Però se i timorati o gli uomini seri impallidiscono o si scandalizzano per la nostra dottrina, i servi prendono coraggio. I volti abbrutiti da miseria e dolore vengono trasfigurati; le loro guance non sono più solcate dalle lacrime; le facce si umanizzano, anzi, ancor meglio, esse si divinizzano, animate dal sacro fuoco della ribellione. Quale scultore ha mai scolpito un eroe brutto? Quale pittore ha lasciato sulla tela la figura di un eroe deforme? C’è una luce misteriosa che avvolge gli eroi e li rende abbaglianti. Hidalgo, Juárez, Morelos, Saragozza, abbagliano come soli. I greci collocavano i loro eroi tra i semidei.

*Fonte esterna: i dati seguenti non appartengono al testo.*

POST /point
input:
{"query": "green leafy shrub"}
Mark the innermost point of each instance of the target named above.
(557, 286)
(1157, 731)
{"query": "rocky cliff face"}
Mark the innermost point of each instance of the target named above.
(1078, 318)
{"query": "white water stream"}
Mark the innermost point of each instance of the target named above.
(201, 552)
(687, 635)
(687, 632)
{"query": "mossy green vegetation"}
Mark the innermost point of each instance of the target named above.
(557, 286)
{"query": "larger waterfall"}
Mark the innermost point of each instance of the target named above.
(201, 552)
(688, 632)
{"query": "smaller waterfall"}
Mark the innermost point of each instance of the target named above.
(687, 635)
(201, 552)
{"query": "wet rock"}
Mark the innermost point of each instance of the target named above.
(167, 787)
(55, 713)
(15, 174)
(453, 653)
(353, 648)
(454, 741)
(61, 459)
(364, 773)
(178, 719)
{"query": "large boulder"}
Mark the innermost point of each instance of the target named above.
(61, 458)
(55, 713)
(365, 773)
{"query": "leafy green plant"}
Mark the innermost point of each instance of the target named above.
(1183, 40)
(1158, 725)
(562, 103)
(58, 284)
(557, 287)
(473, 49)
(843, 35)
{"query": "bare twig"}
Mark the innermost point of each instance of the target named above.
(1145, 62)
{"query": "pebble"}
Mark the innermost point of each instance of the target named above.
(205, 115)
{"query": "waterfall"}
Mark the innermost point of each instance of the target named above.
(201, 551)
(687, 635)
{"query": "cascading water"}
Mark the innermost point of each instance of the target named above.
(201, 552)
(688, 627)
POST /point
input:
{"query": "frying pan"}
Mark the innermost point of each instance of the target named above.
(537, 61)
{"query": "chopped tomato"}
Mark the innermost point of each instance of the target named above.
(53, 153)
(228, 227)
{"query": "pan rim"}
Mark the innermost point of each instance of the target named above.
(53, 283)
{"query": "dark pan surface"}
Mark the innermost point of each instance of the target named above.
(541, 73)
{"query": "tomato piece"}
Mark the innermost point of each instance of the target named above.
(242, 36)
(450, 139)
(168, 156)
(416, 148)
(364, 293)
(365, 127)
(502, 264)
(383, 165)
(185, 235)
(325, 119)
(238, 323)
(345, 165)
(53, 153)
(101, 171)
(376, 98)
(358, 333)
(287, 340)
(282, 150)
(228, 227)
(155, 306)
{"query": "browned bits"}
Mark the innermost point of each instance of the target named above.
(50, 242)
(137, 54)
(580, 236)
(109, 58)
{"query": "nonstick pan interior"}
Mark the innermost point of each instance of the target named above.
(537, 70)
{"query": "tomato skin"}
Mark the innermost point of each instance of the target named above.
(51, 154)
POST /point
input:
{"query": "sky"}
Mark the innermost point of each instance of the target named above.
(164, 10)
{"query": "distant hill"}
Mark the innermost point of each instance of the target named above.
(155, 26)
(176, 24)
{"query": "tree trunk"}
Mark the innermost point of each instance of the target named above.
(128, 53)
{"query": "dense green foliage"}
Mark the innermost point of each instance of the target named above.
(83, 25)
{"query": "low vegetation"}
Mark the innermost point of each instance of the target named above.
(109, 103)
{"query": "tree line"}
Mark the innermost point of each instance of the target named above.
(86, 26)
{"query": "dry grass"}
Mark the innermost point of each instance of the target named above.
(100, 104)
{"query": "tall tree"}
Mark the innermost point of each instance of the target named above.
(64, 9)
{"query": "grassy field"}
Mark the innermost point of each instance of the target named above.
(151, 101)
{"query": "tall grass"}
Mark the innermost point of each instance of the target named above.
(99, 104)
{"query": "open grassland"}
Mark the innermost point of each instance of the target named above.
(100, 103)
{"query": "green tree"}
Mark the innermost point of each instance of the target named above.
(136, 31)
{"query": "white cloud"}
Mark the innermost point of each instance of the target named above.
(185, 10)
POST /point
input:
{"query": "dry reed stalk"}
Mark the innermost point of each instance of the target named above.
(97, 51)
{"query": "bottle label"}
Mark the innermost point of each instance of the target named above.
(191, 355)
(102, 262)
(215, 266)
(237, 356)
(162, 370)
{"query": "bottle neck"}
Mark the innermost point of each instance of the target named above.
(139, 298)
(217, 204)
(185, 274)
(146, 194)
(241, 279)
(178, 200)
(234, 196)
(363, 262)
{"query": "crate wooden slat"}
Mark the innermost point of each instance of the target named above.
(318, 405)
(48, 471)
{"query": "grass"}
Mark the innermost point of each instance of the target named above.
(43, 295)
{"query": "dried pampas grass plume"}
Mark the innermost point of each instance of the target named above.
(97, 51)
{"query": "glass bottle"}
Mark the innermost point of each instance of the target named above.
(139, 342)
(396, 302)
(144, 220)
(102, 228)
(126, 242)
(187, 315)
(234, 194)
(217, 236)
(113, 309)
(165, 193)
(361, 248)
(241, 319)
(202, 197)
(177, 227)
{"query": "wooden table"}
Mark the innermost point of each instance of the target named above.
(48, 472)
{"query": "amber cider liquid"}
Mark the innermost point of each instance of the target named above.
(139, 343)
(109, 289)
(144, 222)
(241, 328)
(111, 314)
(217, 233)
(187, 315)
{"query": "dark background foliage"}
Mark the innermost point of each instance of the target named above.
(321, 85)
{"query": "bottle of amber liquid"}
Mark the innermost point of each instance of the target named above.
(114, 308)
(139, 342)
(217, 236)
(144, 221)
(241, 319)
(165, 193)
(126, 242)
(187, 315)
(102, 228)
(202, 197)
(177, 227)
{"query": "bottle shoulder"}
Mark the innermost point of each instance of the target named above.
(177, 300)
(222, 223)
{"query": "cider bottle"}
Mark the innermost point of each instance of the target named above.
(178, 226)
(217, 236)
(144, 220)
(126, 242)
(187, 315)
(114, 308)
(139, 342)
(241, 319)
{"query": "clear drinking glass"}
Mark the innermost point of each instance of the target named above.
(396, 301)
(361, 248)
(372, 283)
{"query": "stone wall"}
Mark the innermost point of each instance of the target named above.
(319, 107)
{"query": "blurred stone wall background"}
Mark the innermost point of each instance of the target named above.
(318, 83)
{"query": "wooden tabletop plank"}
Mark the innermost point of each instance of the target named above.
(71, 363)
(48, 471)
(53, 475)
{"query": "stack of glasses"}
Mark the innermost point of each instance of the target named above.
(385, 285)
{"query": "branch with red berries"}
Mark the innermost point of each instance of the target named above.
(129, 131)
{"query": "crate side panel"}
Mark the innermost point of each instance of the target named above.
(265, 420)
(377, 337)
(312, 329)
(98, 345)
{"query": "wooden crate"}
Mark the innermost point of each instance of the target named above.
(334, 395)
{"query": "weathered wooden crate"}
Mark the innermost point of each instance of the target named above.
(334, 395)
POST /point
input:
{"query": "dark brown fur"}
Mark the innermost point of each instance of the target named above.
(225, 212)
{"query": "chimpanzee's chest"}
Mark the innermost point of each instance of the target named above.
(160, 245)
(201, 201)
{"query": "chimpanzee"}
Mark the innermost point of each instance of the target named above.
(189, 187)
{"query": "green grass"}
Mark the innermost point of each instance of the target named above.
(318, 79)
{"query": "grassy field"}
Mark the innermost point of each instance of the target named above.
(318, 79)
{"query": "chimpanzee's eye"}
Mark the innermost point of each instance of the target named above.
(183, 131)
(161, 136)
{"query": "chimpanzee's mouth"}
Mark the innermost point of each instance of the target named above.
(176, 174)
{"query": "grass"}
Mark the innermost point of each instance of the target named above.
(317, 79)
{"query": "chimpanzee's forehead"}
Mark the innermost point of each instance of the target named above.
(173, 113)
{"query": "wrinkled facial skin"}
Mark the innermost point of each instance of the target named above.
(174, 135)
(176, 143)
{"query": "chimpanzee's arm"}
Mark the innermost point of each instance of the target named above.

Noi andiamo verso la vita, il che incoraggia i poveri, risveglia il gigante e non fa indietreggiare i prodi. Dall’Olimpo, costruito sulle pietre di Chapultepec, un Giove da commedia mette una taglia sulla testa dei combattenti; le sue mani rugose firmano sentenze da cannibale; i suoi capelli bianchi si rizzano come i peli di un lupo rabbioso. Disonore dell’anzianità, questo vecchio perverso si aggrappa alla vita con la disperazione di un naufrago. Ha preso la vita di migliaia di uomini e lotta a braccetto con la morte per non perdere la sua.
Non importa; i rivoluzionari vanno avanti. L’abisso non ci ferma: l’acqua è bellissima quando si diffonde.
Se moriremo, allora moriremo come soli: diffondendo luce.